Tonight, Grantaire was in a black leather jacket, a faded green T-shirt, ripped up and fraying jeans with holes in the knees, dirt stains at the bottoms, and a pack of cigarettes in his front pocket. His long black hair was a wild mess of curls and knots around his head. His suntanned face had not been shaven in almost a month and was covered in coarse hair. His eyes were darkened and reddened from expressive consumption of alcohol, which Enjolras could smell from the other side of the table.
To Grantaire's left was Bahorel, who had a rough look about him, auburn hair, brown eyes, sunburn, and a farmer's tan; decked out in boots, faded blue jeans, a camouflage shirt, the sleeves rolled up to his elbows, and a camouflage hat; when he turned his head to the left side, one could see the tattoo on his neck. He grew up in the country with his parents, working hard in the fields for crops, hunting and fishing for meat, gambling and drinking in bars at the end of the day, and usually starting a fight or two by the end of the night. He could drink whisky like Grantaire and moonshine that impressed even the drunkard. Of all of the students, Bahorel was the only one who gave Grantaire great competition when it came to gambling, fighting, and even drinking.
Beside Bahorel was Bossuet, who was laughing at nearly everything that had been said that night, even things that were not meant to be funny. He was already considerably drunk. Next to him was his best pal, Joly, a medical student and a hypochondriac who had a bad cold but a jubilant spirit nonetheless, and beside Joly was a very attractive woman in her every-day-attire of a tight-fitting dress that highlighted her amorous figure, five-inch heels, jewelry, necklaces, bracelets, jewels and rings, carefully applied makeup, as well as perfectly polished and manicured finger and toenails. She had fiery red hair, the body of a goddess, the shrewd face of a diva, and the eyes of a fortuneteller. When she looked at a man, it was as if her gaze—sharp, precise, and lethal like the blade of a sword—penetrated into his very soul. It was as if she put him under a spell, and immediately he lost his heart for her. Her name was Musichetta, a name whispered amongst the young men of Paris as if it was made of pure gold. Like most boys their age, Bossuet and Joly were both in love with her. Although Bossuet had been the first of them to ask her on a date, she ended up with Joly. Bossuet was not surprised: with his habit of terrible luck, he could expect nothing else.

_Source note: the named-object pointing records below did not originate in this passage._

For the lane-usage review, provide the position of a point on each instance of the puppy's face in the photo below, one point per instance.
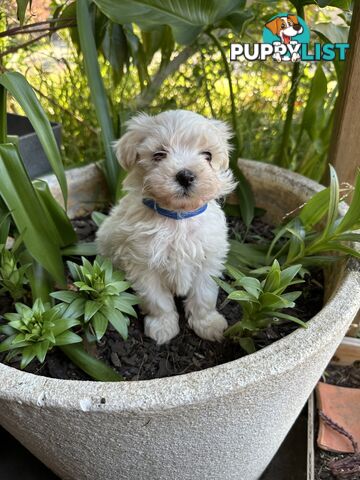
(178, 158)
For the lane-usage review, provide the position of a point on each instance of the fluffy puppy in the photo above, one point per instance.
(178, 161)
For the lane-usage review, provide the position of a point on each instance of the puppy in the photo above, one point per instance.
(286, 28)
(168, 233)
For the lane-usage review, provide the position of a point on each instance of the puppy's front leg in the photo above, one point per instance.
(162, 319)
(200, 307)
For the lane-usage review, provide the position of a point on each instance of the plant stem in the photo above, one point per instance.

Purposely seating himself beside the gorgeous woman, scooting his chair as close to her as he possibly could without attracting the suspicions of her oblivious boyfriend—due to the vaguely amused, vaguely jaded looks she kept sending in his direction, it was quite evident to him that Musichetta knew exactly what he was doing, however she let it go with only a smirk—was Courfeyrac. A charming young man, a joker, a trickster, a pistol, a good man, and a great friend. He was the link between the wayward rascals like Grantaire and Bahorel at one end of the table and the well-mannered gentlemen like Enjolras and Combeferre at the other. He was the bond of friendship that held them all together… no matter how different they were alone.
"After the café closes," Courfeyrac was eagerly explaining to the rest of them, "Grantaire, Bahorel, and I plan on going to the bar." A conspicuous grunt of disapproval came from chair beside him. Ignoring it, he went on, "You all want to join us, I trust?"
"Of course!" Bossuet readily agreed. Making the decision for them without so much as a word of discussion, he added, "Joly and Musichetta will come too."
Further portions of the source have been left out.